It’s been three years since the Maguindanao Massacre and there has been no justice.
58 people were killed: Relatives, lawyers and supporters of the Mangudadatus—the Ampatuan’s political enemies—as well as journalists. Andal Ampatuan, Sr. allegedly ordered the massacre to prevent his political rival, Esmael Mangudadatu, from running for governor of Maguindanao in the 2010 elections.
The recent development in the case is the offer of a settlement. This will make the lives of 58 people worth at least 50 million pesos. Besides placing a price on the lives of the victims, the settlement will also require that the victims’ families sign an affidavit to implicate Mangudadatu in the massacre. It is important to note that Mangudadatu lost his wife and other relatives to the murder.
Despite Malacañang’s recent attempt to quell the public’s fear that prosecutors will accept the settlement, the very fact that there is a settlement offer in one of the most infamous cases in recent Philippine history is distressing. It is imperative, however, to examine the reasons of victims’ families for considering a settlement in the first place.
They are facing a stalemate.
It is nothing new to say that the Philippines’ justice system is weak. For example, the trial for the Vizconde massacre of 1991 occurred four years after the murders. The judge’s decision was given nine years after, in 2000. And a full decade later, the Supreme Court acquitted nine of the accused. This was despite previous guilty judgments from the lower court and Court of Appeals.

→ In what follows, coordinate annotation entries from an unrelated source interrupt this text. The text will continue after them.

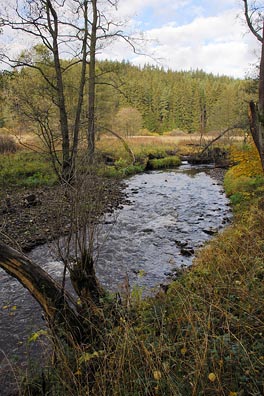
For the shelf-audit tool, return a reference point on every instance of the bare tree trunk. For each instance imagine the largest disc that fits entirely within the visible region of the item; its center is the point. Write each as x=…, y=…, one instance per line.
x=66, y=159
x=62, y=319
x=81, y=87
x=260, y=145
x=91, y=85
x=256, y=113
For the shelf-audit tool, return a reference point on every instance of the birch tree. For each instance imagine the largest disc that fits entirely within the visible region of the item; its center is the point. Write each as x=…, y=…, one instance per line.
x=255, y=20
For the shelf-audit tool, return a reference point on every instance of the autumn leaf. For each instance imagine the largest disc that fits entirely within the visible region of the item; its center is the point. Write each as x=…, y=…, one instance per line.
x=212, y=377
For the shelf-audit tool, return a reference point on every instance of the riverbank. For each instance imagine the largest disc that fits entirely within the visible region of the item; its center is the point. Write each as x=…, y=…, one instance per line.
x=28, y=215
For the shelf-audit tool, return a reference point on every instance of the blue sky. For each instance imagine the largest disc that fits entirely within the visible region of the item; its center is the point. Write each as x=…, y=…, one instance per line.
x=177, y=34
x=190, y=34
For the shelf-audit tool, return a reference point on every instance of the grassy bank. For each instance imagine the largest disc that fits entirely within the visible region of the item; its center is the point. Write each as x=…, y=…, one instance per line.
x=202, y=336
x=31, y=169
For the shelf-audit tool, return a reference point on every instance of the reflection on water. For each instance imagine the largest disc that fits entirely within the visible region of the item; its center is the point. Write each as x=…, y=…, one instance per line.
x=171, y=214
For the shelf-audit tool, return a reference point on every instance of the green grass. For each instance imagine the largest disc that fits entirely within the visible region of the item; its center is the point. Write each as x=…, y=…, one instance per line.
x=26, y=169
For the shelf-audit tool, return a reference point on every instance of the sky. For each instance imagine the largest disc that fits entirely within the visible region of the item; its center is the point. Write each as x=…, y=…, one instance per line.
x=189, y=34
x=211, y=35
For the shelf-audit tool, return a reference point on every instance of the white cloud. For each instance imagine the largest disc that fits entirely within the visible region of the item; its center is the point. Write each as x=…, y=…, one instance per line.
x=217, y=44
x=188, y=35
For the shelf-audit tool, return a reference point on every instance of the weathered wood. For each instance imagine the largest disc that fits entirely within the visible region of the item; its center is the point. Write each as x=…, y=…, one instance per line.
x=61, y=318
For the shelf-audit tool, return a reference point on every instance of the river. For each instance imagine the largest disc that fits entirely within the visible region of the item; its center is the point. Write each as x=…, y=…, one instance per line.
x=171, y=214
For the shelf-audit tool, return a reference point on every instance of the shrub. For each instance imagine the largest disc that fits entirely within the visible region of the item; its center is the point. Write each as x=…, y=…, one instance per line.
x=7, y=144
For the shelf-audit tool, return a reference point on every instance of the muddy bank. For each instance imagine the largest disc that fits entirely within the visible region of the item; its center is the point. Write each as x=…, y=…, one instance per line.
x=30, y=217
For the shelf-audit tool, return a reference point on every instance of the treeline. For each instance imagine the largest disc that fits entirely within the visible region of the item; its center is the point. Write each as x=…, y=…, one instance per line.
x=129, y=98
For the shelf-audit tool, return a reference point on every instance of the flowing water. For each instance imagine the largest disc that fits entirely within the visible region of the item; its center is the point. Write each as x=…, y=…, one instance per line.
x=171, y=214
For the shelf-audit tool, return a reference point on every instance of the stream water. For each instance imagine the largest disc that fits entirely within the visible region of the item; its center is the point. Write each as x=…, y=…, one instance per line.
x=171, y=215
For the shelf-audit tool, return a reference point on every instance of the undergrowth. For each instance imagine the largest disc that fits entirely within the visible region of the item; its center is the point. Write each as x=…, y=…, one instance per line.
x=26, y=169
x=203, y=336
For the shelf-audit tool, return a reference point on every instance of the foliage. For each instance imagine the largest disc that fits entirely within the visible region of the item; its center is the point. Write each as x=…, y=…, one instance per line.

The government has done nothing concrete to give justice to the victims and their families of the Maguindanao Massacre. Many have already lost faith. What’s worse is that, in the wake of the gruesome murders, the victims’ families did not only lose loved ones; they lost breadwinners, too.
With each passing day of delayed justice, the families are left to deal with meeting their daily sustenance on their own. While it is deplorable that 58 lives were lost in what is allegedly a political attack, the domino effect of the massacre is even more unforgivable.
That said, can the families of the victims be blamed if they would rather settle with the Ampatuans than continue scraping by? The issue of settlement is not just about slow investigation proceedings. The victims’ families are in the middle of a chess game played by the forces that have long plagued Philippine society: Poverty and injustice.
The victims’ families are dangling helplessly on invisible strings, with each move either sending them deeper into poverty or further prolonging their wait for justice to be served. And though this is an act that is far from reaching its end, we must question how these families can ever truly win.